Big Fish

Big Fish

After a remarkable run stretching from 1985's Pee-wee's Big Adventure to 1994's Ed Wood, Tim Burton hit a prolonged rough patch. Though deeply flawed, the clever 1996 satire Mars Attacks! and 1999's visually sumptuous Sleepy Hollow each had much to recommend them, which can't be said of 2001's hopelessly muddled Planet Of The Apes. Taken as a whole, Burton's second decade of filmmaking has looked like a letdown. Fortunately, he rebounds in a big way with Big Fish, a Daniel Wallace adaptation and visual feast that recaptures the fairy-tale simplicity and wrenching emotional power of Edward Scissorhands. Told largely in flashbacks, Big Fish stars Albert Finney as a larger-than-life Southern patriarch who never lets the truth get in the way of a good yarn. Billy Crudup co-stars as his bitter reporter son, who resents having grown up in the shadow of Finney's tall tales, but returns to his ailing father's home to try to get to know him before he dies. Ewan McGregor plays a younger incarnation of Finney who (like McGregor's protagonist in Down With Love) seems to float through a charmed life, carried aloft by invisible winged cherubs. As Finney tells it, his life story is a great American fable in which he, in keeping with Big Fish's enormous generosity of spirit, helps a series of misfits, kooks, and freaks, including a ringmaster (Danny DeVito) with a dark secret, a laconic poet (Steve Buscemi), and a misunderstood giant. Whenever Big Fish leaves the gorgeously wrought mythological past, with its echoes of vintage Disney and the best work of Burton and Steven Spielberg, and returns to the inevitably cold and dreary present, the shock is as bracing as waking up from a glorious dream. But when Crudup's present and Finney's past finally merge, the result is as powerful and heartbreaking as anything in Burton's career.
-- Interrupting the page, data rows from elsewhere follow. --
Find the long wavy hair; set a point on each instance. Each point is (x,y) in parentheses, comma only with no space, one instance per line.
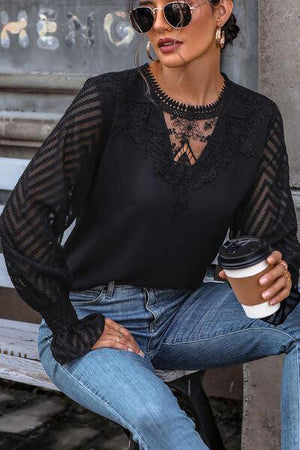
(230,27)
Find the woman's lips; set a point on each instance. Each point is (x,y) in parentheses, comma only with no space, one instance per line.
(170,47)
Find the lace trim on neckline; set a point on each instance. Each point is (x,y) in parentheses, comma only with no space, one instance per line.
(178,108)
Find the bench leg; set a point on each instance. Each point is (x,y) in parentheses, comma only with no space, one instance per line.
(193,400)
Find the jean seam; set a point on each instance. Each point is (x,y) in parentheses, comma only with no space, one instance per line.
(104,401)
(298,396)
(228,334)
(152,321)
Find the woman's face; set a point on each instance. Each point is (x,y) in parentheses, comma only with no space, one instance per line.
(197,38)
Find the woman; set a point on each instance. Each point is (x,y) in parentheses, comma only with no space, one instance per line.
(155,177)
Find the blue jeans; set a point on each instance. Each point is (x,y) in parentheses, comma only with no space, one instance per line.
(197,328)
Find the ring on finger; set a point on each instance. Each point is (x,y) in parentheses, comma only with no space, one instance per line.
(284,264)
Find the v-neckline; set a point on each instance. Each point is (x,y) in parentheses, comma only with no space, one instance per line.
(225,99)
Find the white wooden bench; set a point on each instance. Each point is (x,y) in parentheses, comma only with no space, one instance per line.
(19,359)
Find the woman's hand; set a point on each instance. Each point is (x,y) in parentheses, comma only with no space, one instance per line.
(116,336)
(281,286)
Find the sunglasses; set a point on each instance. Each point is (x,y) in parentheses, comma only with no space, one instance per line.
(177,14)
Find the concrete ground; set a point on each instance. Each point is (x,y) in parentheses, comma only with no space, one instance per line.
(33,419)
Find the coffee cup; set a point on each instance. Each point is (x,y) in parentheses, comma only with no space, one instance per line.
(244,260)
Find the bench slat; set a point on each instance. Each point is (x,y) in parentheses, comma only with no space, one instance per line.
(25,371)
(15,345)
(17,325)
(11,170)
(5,280)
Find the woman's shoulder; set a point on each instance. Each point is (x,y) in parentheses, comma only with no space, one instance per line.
(249,101)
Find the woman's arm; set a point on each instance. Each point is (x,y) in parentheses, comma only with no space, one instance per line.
(46,199)
(268,210)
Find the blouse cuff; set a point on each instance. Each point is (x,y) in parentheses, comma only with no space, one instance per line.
(70,342)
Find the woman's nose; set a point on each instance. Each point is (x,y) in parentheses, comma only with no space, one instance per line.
(159,20)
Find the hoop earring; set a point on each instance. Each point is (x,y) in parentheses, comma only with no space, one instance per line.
(148,51)
(220,38)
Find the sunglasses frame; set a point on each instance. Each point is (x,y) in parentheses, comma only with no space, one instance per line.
(153,12)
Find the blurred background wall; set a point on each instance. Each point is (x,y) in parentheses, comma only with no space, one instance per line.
(48,49)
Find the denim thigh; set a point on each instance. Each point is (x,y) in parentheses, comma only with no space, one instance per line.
(210,329)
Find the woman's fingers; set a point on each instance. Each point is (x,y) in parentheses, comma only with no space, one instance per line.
(111,343)
(111,334)
(125,340)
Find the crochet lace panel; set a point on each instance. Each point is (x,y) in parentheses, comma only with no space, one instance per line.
(45,201)
(268,211)
(55,186)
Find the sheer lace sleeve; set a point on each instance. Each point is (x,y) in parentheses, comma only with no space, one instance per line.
(268,210)
(46,199)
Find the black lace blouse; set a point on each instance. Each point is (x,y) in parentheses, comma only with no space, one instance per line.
(154,185)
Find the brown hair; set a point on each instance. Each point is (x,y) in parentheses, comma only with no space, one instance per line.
(230,28)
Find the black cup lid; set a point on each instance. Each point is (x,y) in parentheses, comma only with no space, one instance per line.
(244,251)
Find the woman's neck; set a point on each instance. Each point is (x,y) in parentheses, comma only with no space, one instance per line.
(187,84)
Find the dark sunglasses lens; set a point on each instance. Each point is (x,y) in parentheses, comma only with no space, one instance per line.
(141,19)
(178,14)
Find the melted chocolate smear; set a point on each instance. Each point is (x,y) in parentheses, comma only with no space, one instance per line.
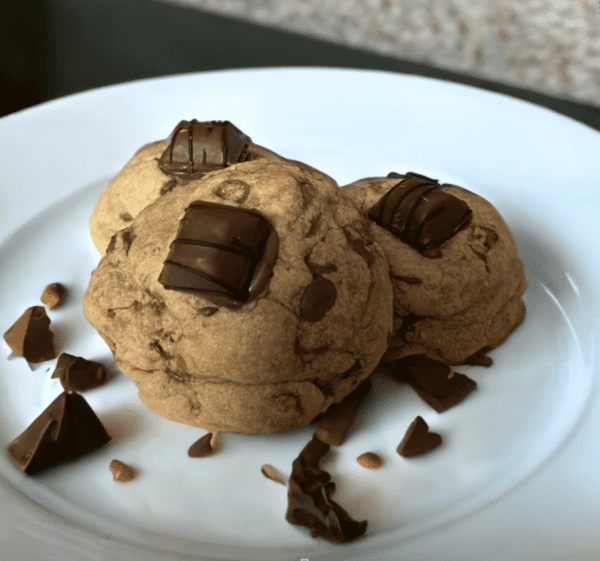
(480,357)
(358,246)
(410,280)
(418,439)
(318,298)
(123,238)
(334,424)
(168,186)
(201,448)
(430,379)
(77,374)
(67,429)
(30,336)
(309,499)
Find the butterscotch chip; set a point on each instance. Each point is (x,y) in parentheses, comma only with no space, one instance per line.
(271,473)
(370,460)
(121,472)
(53,295)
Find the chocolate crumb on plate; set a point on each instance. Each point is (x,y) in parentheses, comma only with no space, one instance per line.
(433,381)
(78,374)
(418,439)
(53,295)
(309,499)
(30,336)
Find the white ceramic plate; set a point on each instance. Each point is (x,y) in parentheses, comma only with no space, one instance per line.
(516,477)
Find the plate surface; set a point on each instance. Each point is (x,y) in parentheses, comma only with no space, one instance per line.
(527,435)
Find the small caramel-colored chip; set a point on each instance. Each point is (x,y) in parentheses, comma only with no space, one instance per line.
(370,460)
(53,295)
(121,472)
(271,473)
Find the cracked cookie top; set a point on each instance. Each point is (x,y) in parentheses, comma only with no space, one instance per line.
(462,299)
(314,332)
(146,177)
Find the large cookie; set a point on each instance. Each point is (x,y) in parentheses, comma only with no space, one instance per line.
(271,364)
(456,306)
(143,180)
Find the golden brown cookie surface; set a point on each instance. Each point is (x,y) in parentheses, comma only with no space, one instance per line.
(268,365)
(139,183)
(452,306)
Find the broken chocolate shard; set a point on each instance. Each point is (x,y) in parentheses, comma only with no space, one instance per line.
(418,439)
(30,336)
(309,499)
(199,147)
(67,429)
(433,381)
(418,212)
(318,298)
(202,447)
(335,423)
(224,253)
(77,374)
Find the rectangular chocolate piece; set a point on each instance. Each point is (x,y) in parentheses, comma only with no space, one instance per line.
(217,251)
(430,379)
(198,147)
(418,212)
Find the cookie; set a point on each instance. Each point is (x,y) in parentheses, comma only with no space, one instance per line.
(460,304)
(272,363)
(148,174)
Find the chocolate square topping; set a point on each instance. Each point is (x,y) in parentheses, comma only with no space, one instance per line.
(420,213)
(199,147)
(221,252)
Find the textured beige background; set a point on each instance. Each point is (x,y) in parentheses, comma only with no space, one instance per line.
(552,46)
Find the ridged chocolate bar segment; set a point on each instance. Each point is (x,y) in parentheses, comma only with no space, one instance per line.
(217,251)
(199,147)
(420,213)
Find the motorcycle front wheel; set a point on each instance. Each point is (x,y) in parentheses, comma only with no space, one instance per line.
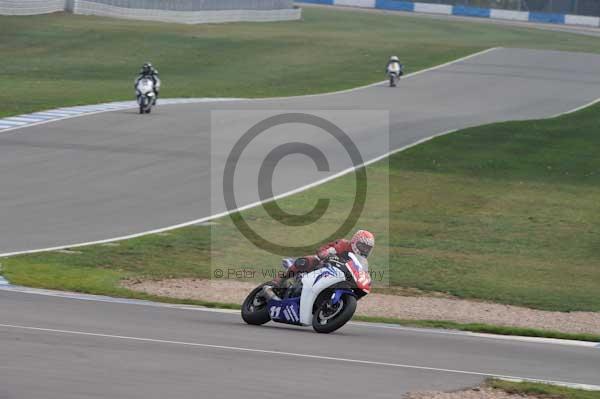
(254,308)
(328,317)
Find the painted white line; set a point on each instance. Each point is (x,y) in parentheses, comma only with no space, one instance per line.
(296,355)
(141,302)
(65,113)
(278,197)
(13,123)
(593,102)
(27,119)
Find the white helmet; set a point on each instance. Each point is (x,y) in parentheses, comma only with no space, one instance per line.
(362,243)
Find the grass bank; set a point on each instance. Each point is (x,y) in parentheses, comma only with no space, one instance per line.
(60,59)
(507,212)
(542,390)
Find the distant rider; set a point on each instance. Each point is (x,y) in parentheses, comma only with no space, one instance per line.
(394,66)
(148,71)
(361,244)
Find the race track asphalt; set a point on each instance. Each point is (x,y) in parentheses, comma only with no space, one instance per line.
(57,348)
(118,173)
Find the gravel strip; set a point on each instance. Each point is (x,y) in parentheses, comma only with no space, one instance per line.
(475,393)
(402,307)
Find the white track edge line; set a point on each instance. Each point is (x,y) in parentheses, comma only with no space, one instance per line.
(278,197)
(300,355)
(178,306)
(176,101)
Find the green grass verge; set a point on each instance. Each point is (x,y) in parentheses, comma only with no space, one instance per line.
(506,212)
(541,390)
(59,59)
(481,328)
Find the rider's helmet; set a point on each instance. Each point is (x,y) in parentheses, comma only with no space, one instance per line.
(147,68)
(362,242)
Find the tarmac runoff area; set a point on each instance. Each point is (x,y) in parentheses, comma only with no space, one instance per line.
(113,174)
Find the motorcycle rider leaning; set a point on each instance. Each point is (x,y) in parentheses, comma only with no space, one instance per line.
(361,244)
(148,71)
(394,65)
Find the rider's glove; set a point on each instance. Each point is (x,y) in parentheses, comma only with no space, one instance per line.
(326,253)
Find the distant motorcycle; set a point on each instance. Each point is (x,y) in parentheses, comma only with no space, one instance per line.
(325,298)
(394,72)
(145,95)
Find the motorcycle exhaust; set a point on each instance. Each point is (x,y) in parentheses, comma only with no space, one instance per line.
(269,294)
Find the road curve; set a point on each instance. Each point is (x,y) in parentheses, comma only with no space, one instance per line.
(113,174)
(59,348)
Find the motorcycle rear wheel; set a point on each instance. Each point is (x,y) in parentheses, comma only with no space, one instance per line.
(254,309)
(328,317)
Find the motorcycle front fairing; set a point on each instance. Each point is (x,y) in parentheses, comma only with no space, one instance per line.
(299,310)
Like Pee-wee's Big Adventure, Big Fish largely takes place in a kaleidoscopic, fully formed, utterly benevolent universe that seems to have originated in its protagonist's vivid imagination–which in this case isn't that far from the truth. With such a world-class fantasist in the director's chair, the question of which side of the fantasy/fact divide Big Fish will fall on is never in doubt. But Burton and company make an unbeatable case for the life-affirming power of make-believe.